Diketahui, Mongonsidi Plaza (Monza) saat itu begitu berjaya pada era tahun 80an. Ada begitu banyak produk bekas luar negeri yang membanjiri Kota Medan.
"Monza sangat populer di tahun 1980an karena pada waktu itu bersamaan dengan masuknya produk ataupun pakaian bekas dari luar negeri diambil dari Malaysia masuk ke Medan kemudian juga baju dari Korea. Jadi Mongonsidi itu merupakan tempat pertemuan masyarakat berburu dari berbagai negara yang saat itu benar-benar berasal dari luar negeri," ungkap Sejarawan Sumut Budi Agustono.
Budi menyebutkan bahwa pada tahun 80-an, Monza begitu populer tak hanya masyarakat kalangan bawah namun juga kalangan atas. Monza menjadi tempat mereka berburu produk yang jarang ditemukan dengan harga murah.

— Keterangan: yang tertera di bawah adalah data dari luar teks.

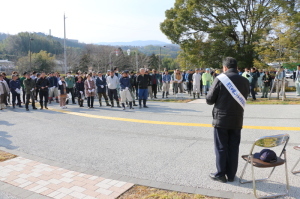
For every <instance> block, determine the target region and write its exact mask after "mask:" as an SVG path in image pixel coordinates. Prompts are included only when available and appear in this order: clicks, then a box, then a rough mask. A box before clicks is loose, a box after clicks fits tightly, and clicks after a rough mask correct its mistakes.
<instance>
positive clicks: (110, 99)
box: [0, 66, 300, 111]
mask: <svg viewBox="0 0 300 199" xmlns="http://www.w3.org/2000/svg"><path fill="white" fill-rule="evenodd" d="M280 70H283V69H280ZM219 74H220V70H211V69H210V68H206V69H202V68H197V69H195V70H192V69H190V70H187V71H180V70H179V69H176V70H174V72H173V74H171V75H170V74H169V71H168V70H166V69H164V71H163V72H159V71H157V70H155V69H153V70H149V69H146V68H141V69H140V70H139V71H137V73H134V72H129V71H123V72H122V73H119V69H118V68H117V67H115V68H114V69H113V70H108V71H107V72H106V73H102V72H98V73H96V72H90V73H86V72H85V73H82V72H81V71H78V72H77V73H76V74H75V75H72V74H71V72H68V73H67V74H66V75H61V74H59V73H58V72H51V73H48V74H46V73H44V72H41V73H38V72H36V71H33V72H31V73H30V72H25V73H23V74H22V75H20V74H19V73H18V72H16V71H14V72H13V73H12V75H11V79H8V78H7V76H6V74H5V73H0V110H2V109H5V108H6V107H7V106H8V105H9V104H12V107H13V108H15V107H16V106H18V107H22V104H25V108H26V110H27V111H28V110H29V103H31V104H32V108H33V109H36V106H35V103H36V102H39V104H40V107H41V109H48V104H51V103H52V102H54V101H55V102H56V103H59V105H60V107H61V108H62V109H65V108H67V107H66V105H67V104H71V103H72V104H78V105H79V107H84V106H83V103H84V100H87V106H88V108H94V102H95V99H98V101H99V105H100V106H102V105H103V103H102V98H103V99H104V101H105V104H106V106H110V107H115V106H116V107H118V108H122V107H123V109H125V106H126V105H127V106H129V108H130V109H134V108H133V106H139V108H143V107H144V108H148V106H147V100H148V99H157V93H158V92H159V91H161V92H162V98H168V96H169V95H170V90H171V92H172V93H173V95H177V94H178V93H186V92H187V93H188V94H189V95H190V96H191V97H193V98H194V99H196V98H198V99H200V96H203V95H207V93H208V90H209V89H210V87H211V85H212V83H213V81H214V79H215V78H216V77H217V76H218V75H219ZM239 75H241V76H243V77H245V78H246V79H248V81H249V83H250V93H249V96H251V97H252V99H253V100H256V95H257V92H258V91H260V92H261V93H262V96H261V98H267V97H268V93H269V92H270V88H271V86H272V83H273V82H274V80H283V79H284V77H285V73H284V70H283V72H282V73H276V74H274V75H271V74H270V72H269V71H267V70H261V69H260V70H257V69H256V68H251V69H249V68H245V69H244V72H242V71H240V70H239ZM294 80H295V84H296V89H297V91H296V92H297V95H298V96H300V66H298V68H297V71H296V75H295V78H294ZM76 99H77V103H76V101H75V100H76ZM136 101H138V104H137V103H136ZM10 102H11V103H10Z"/></svg>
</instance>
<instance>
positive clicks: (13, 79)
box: [9, 75, 22, 108]
mask: <svg viewBox="0 0 300 199" xmlns="http://www.w3.org/2000/svg"><path fill="white" fill-rule="evenodd" d="M9 87H10V91H11V94H12V104H13V108H15V106H16V98H17V100H18V105H19V107H21V108H22V106H21V99H20V93H21V83H20V80H18V75H13V76H12V80H11V81H10V82H9Z"/></svg>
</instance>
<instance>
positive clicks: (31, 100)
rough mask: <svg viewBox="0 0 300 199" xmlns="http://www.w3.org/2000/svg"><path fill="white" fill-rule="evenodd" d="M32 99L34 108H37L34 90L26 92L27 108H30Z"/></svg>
mask: <svg viewBox="0 0 300 199" xmlns="http://www.w3.org/2000/svg"><path fill="white" fill-rule="evenodd" d="M30 99H31V105H32V108H35V99H34V92H29V93H26V102H25V108H26V109H28V106H29V101H30Z"/></svg>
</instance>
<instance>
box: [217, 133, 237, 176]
mask: <svg viewBox="0 0 300 199" xmlns="http://www.w3.org/2000/svg"><path fill="white" fill-rule="evenodd" d="M240 141H241V129H222V128H214V142H215V153H216V166H217V170H218V172H217V173H216V174H215V175H216V177H223V176H225V175H226V176H227V178H228V179H234V177H235V174H236V172H237V168H238V159H239V146H240Z"/></svg>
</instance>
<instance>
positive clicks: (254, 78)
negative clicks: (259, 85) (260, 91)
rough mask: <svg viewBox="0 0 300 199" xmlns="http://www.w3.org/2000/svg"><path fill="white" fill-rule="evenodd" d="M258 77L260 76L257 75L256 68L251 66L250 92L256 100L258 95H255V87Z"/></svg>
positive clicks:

"Mongonsidi itu tempat pertemuan ekonomi rakyat yang bisa pertemukan orang kalangan atas maupun bawah untuk sama-sama cari produk impor. Dan ketika ada bal masuk itu mereka menyerbu pakaian bekas yang berasal dari beberapa negara dengan harga terjangkau," ujarnya.
"Dulu sangat berjaya karena belum ada pembatasan dari pemerintah. Barang-barang impor seperti sepatu, baju-baju itu banyak dicari. Dulu orang tidak malu dan gengsi pakai produk ini karena memang susah dicari, jadi banyak yang cari," kata Budi.
Sementara itu, Budi juga bercerita bahwa Monza memiliki ciri khas tersendiri dan tiap kios memiliki keunikan untuk menarik pelanggan.
"Tiap kios punya kekhasan tersendiri untuk tetap datang ke kios itu. Kekhasan itu menambah keunikan dan produk itu semakin bervariasi. Kalau celana panjang tempatnya Dimana, kemudian blazer itu ada tempat tersendiri. Hampir tiap kios punya khas pakaiannya," jelasnya.
Namun, Budi menyebutkan bahwa era kejayaan Mongonsidi Plaza ataupun monza mulai menurun. Terlebih begitu banyak gempuran produk lokal maupun barang-barang dengan harga terjangkau.
"Akhir tahun 80'an itu masih populer, terakhir itu produk karpet dan makin sepi karena harga makin mahal. Masuk tahun 90'an makin lama makin berkurang karena banyak saingan. Itu tidak bisa dipertahankan karena mulai banyak konveksi kemudian banyak produk-produk Korea yang bermunculan dan saat itu sangat populer," ucapnya.
"Setelah Mongonsidi Plaza ini redup, muncullah monza di tempat lain seperti Pasar Melati walaupun sekarang tak seramai dulu," kata Budi.